La demenza frontotemporale (FTD), in particolare la variante comportamentale (bvFTD), è difficile da riconoscere nelle sue fasi iniziali perché è spesso confusa con la schizofrenia. Pertanto, le somiglianze sono ovvie: nei malati di entrambi i gruppi si verificano cambiamenti nella personalità e nel comportamento. Si verifica uno sviluppo spesso drammatico per le persone affette e i parenti. Poiché entrambi i disturbi si trovano nelle regioni frontale, temporale e insulare del cervello, era ovvio anche confrontarli direttamente. “Sembrano essere su uno spettro di sintomi simile, quindi abbiamo voluto cercare segni o schemi comuni nel cervello”, dice Koutsouleris, descrivendo il suo piano.
Con un team internazionale, Koutsouleris e Schroeter hanno utilizzato l’intelligenza artificiale per addestrare i classificatori neuroanatomici di entrambi i disturbi, che hanno applicato ai dati cerebrali di diverse coorti. Il risultato, appena pubblicato sulla prestigiosa rivista JAMA Psychiatry, è stato che il 41% dei pazienti affetti da schizofrenia soddisfaceva i criteri di classificazione per bvFTD. “Quando abbiamo visto questo risulyto anche nei pazienti schizofrenici, ha suonato un campanello, indicando una somiglianza tra i due disturbi”, ricordano Koutsouleris e Schroeter.
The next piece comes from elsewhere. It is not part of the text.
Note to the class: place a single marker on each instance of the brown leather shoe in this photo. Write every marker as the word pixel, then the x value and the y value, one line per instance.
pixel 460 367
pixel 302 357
Il team di ricerca ha scoperto che più alto era il punteggio bvFTD dei pazienti, che misurava la somiglianza tra i due disturbi, maggiore era la probabilità che avessero un fenotipo “simile a bvFTD” e meno probabile che migliorassero i loro sintomi nell’arco di due anni.
Un paziente di 23 anni non si riprende
“Volevo solo sapere perché il mio paziente di 23 anni con sintomi di schizofrenia all’esordio, come allucinazioni, deliri e deficit cognitivi, non era migliorato affatto, anche dopo due anni, mentre un altro che aveva iniziato altrettanto male stava continuando la sua formazione e aveva trovato anche una ragazza. Più e più volte ho visto questi giovani che non si sono ripresi affatto”, descrive Koutsouleris.
Quando i ricercatori hanno verificato le correlazioni anche in pazienti ad alto rischio come il 23enne, hanno trovato conferma a livello neuroanatomico di ciò che Kraepelin era stato il primo a descrivere con decisione: nessun miglioramento di sorta nelle condizioni di alcuni pazienti, piuttosto l’opposto. Strutture neuronali simili sono state interessate, in particolare la cosiddetta rete “modalità predefinita” e la rete di salienza del cervello, responsabile del controllo dell’attenzione, dell’empatia e del comportamento sociale, ha mostrato diminuzioni di volume nell’area della materia grigia che ospita i neuroni.
In bvFTD, alcuni neuroni muoiono; nella schizofrenia, anche questi neuroni sono alterati. Il punteggio neuroanatomico rifletteva questo: dopo un anno era raddoppiato in queste persone gravemente colpite. A titolo di confronto, gli scienziati avevano anche calcolato il punteggio di Alzheimer utilizzando un classificatore specifico e non hanno trovato questi effetti. “Ciò significa che il concetto di dementia praecox non può più essere completamente spazzato via; forniamo la prima prova valida che Kraepelin non aveva torto, almeno in alcuni pazienti”, riassume Schroeter.
Oggi, o nel prossimo futuro, questo significa che gli esperti saranno in grado di prevedere a quale sottogruppo appartengono i pazienti. “Quindi un supporto terapeutico intensivo può essere avviato in una fase iniziale per sfruttare qualsiasi potenziale di recupero residuo”, esorta Koutsouleris. Inoltre, per questo sottogruppo potrebbero essere sviluppate nuove terapie personalizzate che promuovano una corretta maturazione e connettività dei neuroni colpiti e prevengano la loro progressiva distruzione come parte del processo patologico.